Le Sentix a nettement rebondi depuis fin 2023 et avait retrouvé un niveau neutre en juin pour la première fois depuis le début de la guerre en Ukraine. Mais il subit sa plus forte chute depuis 2022 en juillet, même si l’indicateur reste au-dessus de ses niveaux de 2022-2023. Il ne faut pas surréagir à cet indicateur de confiance, qui ne s’appuie que sur le sentiment des investisseurs et pour lequel l’enquête a été menée entre les deux tours des élections législatives françaises, au moment où l’incertitude politique était maximale. Mais cet indicateur a été par le passé un bon indicateur avancé des retournements de cycle et sa baisse va dans le sens des dernières données économiques pour la zone euro qui sont décevantes.

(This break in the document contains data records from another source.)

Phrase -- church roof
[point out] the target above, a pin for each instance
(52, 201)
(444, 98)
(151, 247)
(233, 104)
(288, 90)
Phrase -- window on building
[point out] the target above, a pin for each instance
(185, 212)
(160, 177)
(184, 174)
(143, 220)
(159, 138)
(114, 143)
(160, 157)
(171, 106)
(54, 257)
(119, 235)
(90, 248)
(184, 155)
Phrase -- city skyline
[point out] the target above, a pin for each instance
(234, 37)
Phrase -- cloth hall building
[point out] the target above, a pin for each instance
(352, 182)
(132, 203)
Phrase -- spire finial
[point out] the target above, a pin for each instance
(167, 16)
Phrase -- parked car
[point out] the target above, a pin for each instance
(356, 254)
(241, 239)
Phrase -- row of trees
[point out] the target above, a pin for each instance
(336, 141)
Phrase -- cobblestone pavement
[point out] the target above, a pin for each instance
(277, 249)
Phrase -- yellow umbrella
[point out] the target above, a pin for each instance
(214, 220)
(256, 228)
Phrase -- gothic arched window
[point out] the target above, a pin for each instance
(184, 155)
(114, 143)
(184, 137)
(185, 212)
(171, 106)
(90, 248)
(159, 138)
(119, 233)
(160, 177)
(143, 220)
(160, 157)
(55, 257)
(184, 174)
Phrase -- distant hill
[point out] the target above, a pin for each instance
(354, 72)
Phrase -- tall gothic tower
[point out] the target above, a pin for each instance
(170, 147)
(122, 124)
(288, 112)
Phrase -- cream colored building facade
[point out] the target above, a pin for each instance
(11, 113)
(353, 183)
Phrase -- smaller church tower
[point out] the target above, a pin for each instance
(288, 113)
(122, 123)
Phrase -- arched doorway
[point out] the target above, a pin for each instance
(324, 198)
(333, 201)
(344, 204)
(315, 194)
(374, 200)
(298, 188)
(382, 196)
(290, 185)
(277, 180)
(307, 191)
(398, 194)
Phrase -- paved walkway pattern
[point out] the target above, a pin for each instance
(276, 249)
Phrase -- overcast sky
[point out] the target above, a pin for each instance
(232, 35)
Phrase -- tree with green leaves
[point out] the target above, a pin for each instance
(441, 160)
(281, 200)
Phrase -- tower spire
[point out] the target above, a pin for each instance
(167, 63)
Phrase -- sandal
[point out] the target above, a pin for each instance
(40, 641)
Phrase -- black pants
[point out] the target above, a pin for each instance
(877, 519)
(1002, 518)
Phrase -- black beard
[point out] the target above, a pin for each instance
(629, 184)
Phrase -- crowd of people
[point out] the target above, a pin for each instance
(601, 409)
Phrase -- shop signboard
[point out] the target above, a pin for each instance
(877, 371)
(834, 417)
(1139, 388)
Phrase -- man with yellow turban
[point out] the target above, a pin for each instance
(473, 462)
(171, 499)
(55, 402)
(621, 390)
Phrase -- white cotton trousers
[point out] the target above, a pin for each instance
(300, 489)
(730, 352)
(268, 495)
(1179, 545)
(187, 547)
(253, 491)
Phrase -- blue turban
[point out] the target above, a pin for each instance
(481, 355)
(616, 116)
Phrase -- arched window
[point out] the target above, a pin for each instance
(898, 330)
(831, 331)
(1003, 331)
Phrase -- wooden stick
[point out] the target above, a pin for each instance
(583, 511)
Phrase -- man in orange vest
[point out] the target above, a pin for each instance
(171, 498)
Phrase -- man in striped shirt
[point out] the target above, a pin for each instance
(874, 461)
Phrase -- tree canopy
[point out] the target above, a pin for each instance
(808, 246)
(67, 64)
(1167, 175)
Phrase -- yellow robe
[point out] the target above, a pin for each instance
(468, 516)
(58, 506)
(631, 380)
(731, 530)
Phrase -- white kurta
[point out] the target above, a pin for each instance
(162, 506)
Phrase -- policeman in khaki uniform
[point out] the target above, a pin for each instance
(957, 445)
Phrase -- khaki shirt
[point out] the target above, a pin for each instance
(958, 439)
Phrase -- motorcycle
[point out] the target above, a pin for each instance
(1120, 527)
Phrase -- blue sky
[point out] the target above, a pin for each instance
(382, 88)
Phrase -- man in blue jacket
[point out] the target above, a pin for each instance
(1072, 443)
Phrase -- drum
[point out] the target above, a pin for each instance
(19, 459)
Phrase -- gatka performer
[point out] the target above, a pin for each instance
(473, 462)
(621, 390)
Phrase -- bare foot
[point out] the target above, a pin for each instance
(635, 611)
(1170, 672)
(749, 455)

Nous continuons d’anticiper que la reprise en zone euro va continuer tout en restant limitée. Mais si les données économiques continuent de décevoir, cela augmentera rapidement le risque de nouvelle stagnation en zone euro.
Fig.4 États-Unis : la confiance des petits commerces est stable mais limitée
Côté américain, après des données assez décevantes, l’enquête NFIB auprès des petits commerces suggère que l’économie américaine résiste encore même si elle ralentit.
La confiance des PME américaines se reprend un peu en juin et revient à son niveau de début d’année, tirée par des perspectives économiques un peu moins dégradées depuis deux mois alors que les perspectives d’embauche et d’investissement se sont stabilisées depuis deux mois ,après avoir fortement baissé en début d’année. Cela suggère que le risque d’un ralentissement abrupt de l’économie américaine reste limité. D’autant que les petits commerces anticipent que les conditions de crédit vont cesser de se durcir à partir de maintenant, ce qui est cohérent avec le cycle monétaire de la Fed.
Cela dit, la confiance des PME reste dans une bande de fluctuation assez basse depuis deux ans à cause des perspectives de ventes incertaines, des conditions de financement restrictives et de l’inflation encore trop élevée. En effet, les tensions sur les salaires, les prix et l’emploi refluent bien par rapport aux deux dernières années, mais elles restent encore assez élevées. Par exemple, 21 % des entreprises indiquent encore que l’inflation est leur principal problème, ce qui est la part la plus basse depuis 2021, mais encore un niveau que l’on n’avait pas vu depuis le début des années 1980. Pour la Fed, cela suggère que la tendance à la désinflation continue, mais qu’elle est toujours lente.
Le président de la Fed, Jerome Powell, a adopté une position assez équilibrée durant sa déposition biannuelle devant le Congrès hier. Cela suggère qu’une baisse de taux dès ce mois-ci est peu probable, mais qu’une baisse en septembre est bien d'actualité, ce qui correspond à notre scénario. Le marché anticipe désormais exactement deux baisses de taux d’ici la fin de l’année, ce qui nous semble raisonnable.
Bien sûr, les dernières données – le ralentissement plus net de l’inflation en mai et la hausse du taux de chômage au-dessus de 4% en juin – rapproche la Fed d’une baisse de taux. Ainsi, Powell a noté que la désinflation avait enfin fait quelques progrès supplémentaires dernièrement et que le marché du travail était « fort, mais plus en surchauffe ». Dès lors, « L’inflation n’est plus le seul risque auquel nous faisons face », a affirmé Powell. Donc, s’il existe un risque pour l’inflation à baisser les taux trop tôt ou trop fort, il existe aussi un risque pour l’emploi à les baisser trop tard ou trop peu.
Cela dit, Powell a précisé que « d’autres données favorables » sur la désinflation renforceraient la confiance de la Fed dans le fait que l’inflation évolue durablement vers la cible de 2%. Cela implique que la Fed n’est pas encore suffisamment confiante dans la désinflation, ce qui est le critère qu’elle s’est fixé pour commencer à baisser ses taux. Aussi, il a souligné que « les risques entre les objectifs d’emploi et d’inflation deviennent mieux équilibrés », pas qu’ils sont enfin équilibrés. Au total, il semble que la Fed ait besoin d’encore un peu de temps et de quelques données favorables pour commencer à baisser ses taux.